Considering the Burnt Ends connection, meat cooked over fire is naturally a focal point, but the menu goes far beyond that. When Arkhé opens next week, Kellie and his team of young-gun chefs – including sous chefs Maria Delengas (ex- Shobosho, Bloom), Zac Goddard (formerly at London’s Michelin-starred Leroy) and Luke Brown (ex-Coriole) – will be plating up a menu of delicate snacks and comforting cooking that pays equal respect to seafood and vegetables as it does to red meat and poultry.

You might start with Kellie’s signature grilled ocean jacket cheeks with wafer-thin strips of house-made lardo on toast. Or a potato crumpet crowned with taramasalata and Yarra Valley Brook trout roe. As more and more fine diners are wont to do, the food playfully walks the line between low and high-brow cooking: there’s also besan tacos topped with smoky eggplant and pickled Welsh white onion and a smoked-pork empanada served with achiote crema. Replacing the usual bread course is a wood-fired sourdough with baked Section 28 taleggio, roasted onions and sour cream. “I love sourdoughs and stuff but … I’d rather make it a bit more fun, a bit more more-ish,” says Kellie.

After snacks come the starters, which might take the form of pint-sized pioppino mushrooms, barbequed, and served with purple asparagus on cow’s milk curd, in a smoked onion broth. Or roast chicken with grilled mustard paste and salted plum; grilled lamb ribs with soy glaze and fried saltbush; or Goolwa pipis with Indian spices and brown butter in a smoked chicken broth.

As for mains, there’s salt-baked hispi cabbage with ajo blanco and fried almonds and whole roasted John Dory with a fennel and seaweed salad. If you want to push the boat out, there’s Southern Rock lobster served with citrus butter sauce and yuzu kosho or the showstopping dry-aged Mayura Station cube roll with beef garum and house mustard.

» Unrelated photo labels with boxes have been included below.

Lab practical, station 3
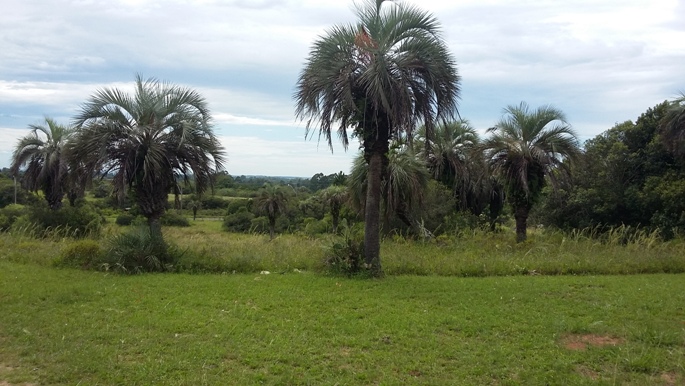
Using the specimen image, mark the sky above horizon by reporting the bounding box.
[0,0,685,177]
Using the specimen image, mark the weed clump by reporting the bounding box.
[100,227,181,274]
[53,239,102,269]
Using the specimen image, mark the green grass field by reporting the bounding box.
[0,220,685,386]
[0,260,685,385]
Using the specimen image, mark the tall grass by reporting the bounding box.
[0,221,685,277]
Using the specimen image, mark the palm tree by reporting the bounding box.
[69,75,224,237]
[295,0,459,276]
[10,117,73,210]
[321,185,350,234]
[483,102,579,242]
[416,119,484,210]
[254,183,288,240]
[661,93,685,159]
[348,144,430,234]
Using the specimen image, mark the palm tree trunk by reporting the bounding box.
[364,150,384,277]
[147,216,164,241]
[514,206,529,243]
[269,217,276,240]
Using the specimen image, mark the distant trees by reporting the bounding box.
[536,102,685,237]
[254,184,288,240]
[295,0,459,275]
[483,102,579,242]
[10,117,73,210]
[661,93,685,160]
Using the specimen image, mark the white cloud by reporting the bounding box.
[220,136,357,177]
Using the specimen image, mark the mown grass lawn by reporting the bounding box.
[0,260,685,385]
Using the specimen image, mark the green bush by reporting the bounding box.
[226,199,252,214]
[0,204,26,231]
[28,203,105,237]
[54,239,102,269]
[102,227,180,274]
[115,213,136,226]
[201,196,230,209]
[324,226,365,276]
[223,207,254,232]
[160,212,190,227]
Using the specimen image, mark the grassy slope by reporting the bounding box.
[0,260,685,385]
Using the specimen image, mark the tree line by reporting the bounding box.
[2,0,685,276]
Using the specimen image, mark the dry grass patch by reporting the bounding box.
[562,334,625,351]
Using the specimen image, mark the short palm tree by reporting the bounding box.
[348,144,430,234]
[483,102,579,242]
[10,117,73,210]
[321,185,350,234]
[69,76,224,237]
[661,93,685,159]
[295,0,459,276]
[254,183,288,240]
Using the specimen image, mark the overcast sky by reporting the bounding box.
[0,0,685,177]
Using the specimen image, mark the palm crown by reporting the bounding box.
[70,76,223,229]
[295,0,459,274]
[483,102,579,241]
[10,117,73,209]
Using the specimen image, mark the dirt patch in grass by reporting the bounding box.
[576,366,599,381]
[659,373,682,386]
[561,334,625,351]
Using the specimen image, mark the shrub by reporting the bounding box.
[324,226,364,276]
[54,239,102,269]
[201,196,229,209]
[160,212,190,227]
[115,213,136,226]
[0,204,26,231]
[102,227,180,274]
[223,207,254,232]
[28,203,105,237]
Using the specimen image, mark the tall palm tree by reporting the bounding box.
[483,102,579,242]
[295,0,459,276]
[348,144,430,234]
[661,93,685,159]
[10,117,73,210]
[254,183,288,240]
[69,75,224,237]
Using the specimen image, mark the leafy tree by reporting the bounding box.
[10,117,73,210]
[483,102,579,242]
[70,75,224,238]
[254,183,288,240]
[295,0,459,276]
[661,93,685,160]
[537,102,685,236]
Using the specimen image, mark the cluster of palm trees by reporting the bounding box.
[10,76,224,243]
[11,0,685,275]
[295,0,578,275]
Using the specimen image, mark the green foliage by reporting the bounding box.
[100,227,180,274]
[68,76,224,229]
[324,226,366,276]
[160,212,190,227]
[223,206,254,232]
[0,175,35,208]
[536,102,685,237]
[201,196,231,209]
[53,239,103,269]
[115,212,136,226]
[0,204,27,232]
[28,203,104,237]
[10,117,78,210]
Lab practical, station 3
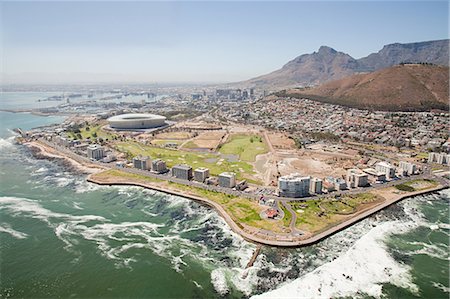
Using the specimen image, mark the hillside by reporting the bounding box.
[281,64,449,111]
[244,40,449,89]
[247,46,358,87]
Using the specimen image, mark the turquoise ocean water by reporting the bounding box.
[0,95,450,298]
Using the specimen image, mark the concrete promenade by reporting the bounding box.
[87,175,448,247]
[30,141,448,247]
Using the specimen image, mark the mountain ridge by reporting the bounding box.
[279,64,449,111]
[241,39,449,89]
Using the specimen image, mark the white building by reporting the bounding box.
[375,162,395,180]
[87,144,105,160]
[172,164,192,180]
[428,152,450,165]
[194,167,209,183]
[363,168,386,183]
[152,159,167,173]
[346,168,369,188]
[133,156,151,170]
[278,173,311,197]
[309,178,322,194]
[219,172,236,188]
[399,161,417,175]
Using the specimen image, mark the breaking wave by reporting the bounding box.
[0,223,28,239]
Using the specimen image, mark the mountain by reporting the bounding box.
[358,39,449,71]
[248,46,358,87]
[280,64,449,111]
[241,39,449,89]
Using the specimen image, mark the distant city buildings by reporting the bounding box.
[87,144,105,160]
[172,164,192,180]
[428,152,450,165]
[219,172,236,188]
[278,173,311,197]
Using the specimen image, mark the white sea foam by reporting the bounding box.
[0,136,15,150]
[211,269,230,296]
[254,221,418,298]
[0,223,28,239]
[0,197,106,224]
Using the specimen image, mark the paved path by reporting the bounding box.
[29,138,448,247]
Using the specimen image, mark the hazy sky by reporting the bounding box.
[0,1,449,82]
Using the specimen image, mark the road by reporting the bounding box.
[33,140,448,246]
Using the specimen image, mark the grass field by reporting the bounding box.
[68,124,116,140]
[116,142,261,184]
[151,139,183,146]
[219,134,268,162]
[290,193,381,233]
[279,203,292,227]
[395,179,438,192]
[92,169,284,232]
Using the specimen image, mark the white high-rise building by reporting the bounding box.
[309,178,322,194]
[133,156,151,170]
[399,161,417,175]
[219,172,236,188]
[375,162,395,180]
[87,144,105,160]
[194,167,209,183]
[278,173,311,197]
[346,169,369,188]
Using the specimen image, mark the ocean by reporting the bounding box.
[0,93,450,298]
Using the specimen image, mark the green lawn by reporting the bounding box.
[69,125,116,140]
[152,139,184,146]
[279,203,292,227]
[219,134,268,162]
[395,179,438,192]
[93,169,285,232]
[290,193,380,233]
[112,141,261,184]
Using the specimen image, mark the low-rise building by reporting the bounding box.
[363,168,386,183]
[309,178,322,194]
[398,161,417,175]
[133,156,151,170]
[219,172,236,188]
[172,164,192,180]
[334,178,347,191]
[236,180,248,191]
[194,167,209,183]
[152,159,167,173]
[278,173,311,197]
[87,144,105,160]
[428,152,450,165]
[375,161,395,180]
[346,168,369,188]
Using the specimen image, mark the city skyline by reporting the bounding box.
[1,1,448,83]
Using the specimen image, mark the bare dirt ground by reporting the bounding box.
[267,132,295,149]
[155,132,193,140]
[191,130,226,149]
[277,151,353,178]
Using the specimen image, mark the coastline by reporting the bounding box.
[23,141,449,247]
[23,141,108,174]
[87,175,448,247]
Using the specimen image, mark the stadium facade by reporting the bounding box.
[108,113,166,130]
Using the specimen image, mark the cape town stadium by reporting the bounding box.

Even the desserts have been touched by fire in some way: there’s smoked ice cream with pineapple and sabayon (or, zabaglione), grilled-strawberry sorbet served with cultured cream and house kombucha and Goddard’s brown butter tart drizzled with smoked honey.

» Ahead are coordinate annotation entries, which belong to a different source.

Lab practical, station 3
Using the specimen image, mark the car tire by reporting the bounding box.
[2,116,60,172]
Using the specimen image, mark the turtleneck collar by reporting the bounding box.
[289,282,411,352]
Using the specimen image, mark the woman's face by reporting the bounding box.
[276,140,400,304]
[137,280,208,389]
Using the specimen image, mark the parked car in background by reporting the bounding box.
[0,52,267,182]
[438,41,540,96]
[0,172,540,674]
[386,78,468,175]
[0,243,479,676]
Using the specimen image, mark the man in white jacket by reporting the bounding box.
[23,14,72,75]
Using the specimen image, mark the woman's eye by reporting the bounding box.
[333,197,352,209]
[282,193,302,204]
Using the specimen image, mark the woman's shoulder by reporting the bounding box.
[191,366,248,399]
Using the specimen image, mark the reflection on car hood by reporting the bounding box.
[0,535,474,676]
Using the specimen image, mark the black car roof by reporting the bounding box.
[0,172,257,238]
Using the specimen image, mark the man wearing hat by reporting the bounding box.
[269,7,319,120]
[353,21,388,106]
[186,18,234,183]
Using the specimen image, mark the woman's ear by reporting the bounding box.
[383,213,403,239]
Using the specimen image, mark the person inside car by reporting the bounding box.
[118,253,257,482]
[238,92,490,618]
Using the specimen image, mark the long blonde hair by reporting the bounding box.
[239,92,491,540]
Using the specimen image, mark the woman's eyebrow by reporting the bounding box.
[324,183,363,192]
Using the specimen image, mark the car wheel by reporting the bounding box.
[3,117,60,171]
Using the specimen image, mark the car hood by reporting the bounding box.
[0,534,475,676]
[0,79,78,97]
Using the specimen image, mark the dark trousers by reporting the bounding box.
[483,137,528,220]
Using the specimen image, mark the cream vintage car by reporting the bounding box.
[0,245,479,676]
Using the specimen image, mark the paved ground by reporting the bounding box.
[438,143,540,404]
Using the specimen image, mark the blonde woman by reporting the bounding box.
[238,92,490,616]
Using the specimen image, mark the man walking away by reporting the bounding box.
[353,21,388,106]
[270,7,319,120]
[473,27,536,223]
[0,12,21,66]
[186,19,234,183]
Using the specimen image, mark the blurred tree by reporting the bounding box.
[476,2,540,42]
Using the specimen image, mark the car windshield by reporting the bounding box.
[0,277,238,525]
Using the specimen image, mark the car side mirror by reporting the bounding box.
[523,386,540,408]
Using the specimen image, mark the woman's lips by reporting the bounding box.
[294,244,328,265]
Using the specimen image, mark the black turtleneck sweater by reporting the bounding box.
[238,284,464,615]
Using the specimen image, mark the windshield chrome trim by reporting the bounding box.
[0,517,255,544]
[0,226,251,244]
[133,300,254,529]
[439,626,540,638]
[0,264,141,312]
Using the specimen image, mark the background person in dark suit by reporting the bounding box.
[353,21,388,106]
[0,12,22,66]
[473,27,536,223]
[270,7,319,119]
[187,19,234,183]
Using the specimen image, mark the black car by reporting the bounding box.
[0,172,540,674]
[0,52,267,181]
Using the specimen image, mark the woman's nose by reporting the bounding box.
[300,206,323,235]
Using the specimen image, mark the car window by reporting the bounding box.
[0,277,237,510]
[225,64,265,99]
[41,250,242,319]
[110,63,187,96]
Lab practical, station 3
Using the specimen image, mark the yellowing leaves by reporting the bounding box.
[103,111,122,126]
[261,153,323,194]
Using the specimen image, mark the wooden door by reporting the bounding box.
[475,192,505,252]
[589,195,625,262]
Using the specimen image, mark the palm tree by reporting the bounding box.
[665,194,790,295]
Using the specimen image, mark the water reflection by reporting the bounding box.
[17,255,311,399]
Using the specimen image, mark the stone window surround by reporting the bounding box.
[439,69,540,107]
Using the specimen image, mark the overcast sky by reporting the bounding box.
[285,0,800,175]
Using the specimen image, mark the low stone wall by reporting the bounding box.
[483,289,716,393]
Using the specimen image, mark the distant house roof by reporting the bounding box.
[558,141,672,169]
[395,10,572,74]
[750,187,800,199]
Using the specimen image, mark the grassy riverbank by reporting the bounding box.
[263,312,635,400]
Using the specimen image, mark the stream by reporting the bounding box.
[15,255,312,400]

Despite the care and thought that’s gone into every inch of the menu (and the top-grade kitchen), Kellie downplays it. “I just grill shit, aye,” he says. “It’s simple cooking techniques, cooking over fire. It’s not supposed to be complicated … We just want to have fun and make it interesting for diners but, most importantly, make it tasty.”

Arkhé will open on Wednesday November 24. Bookings are open now.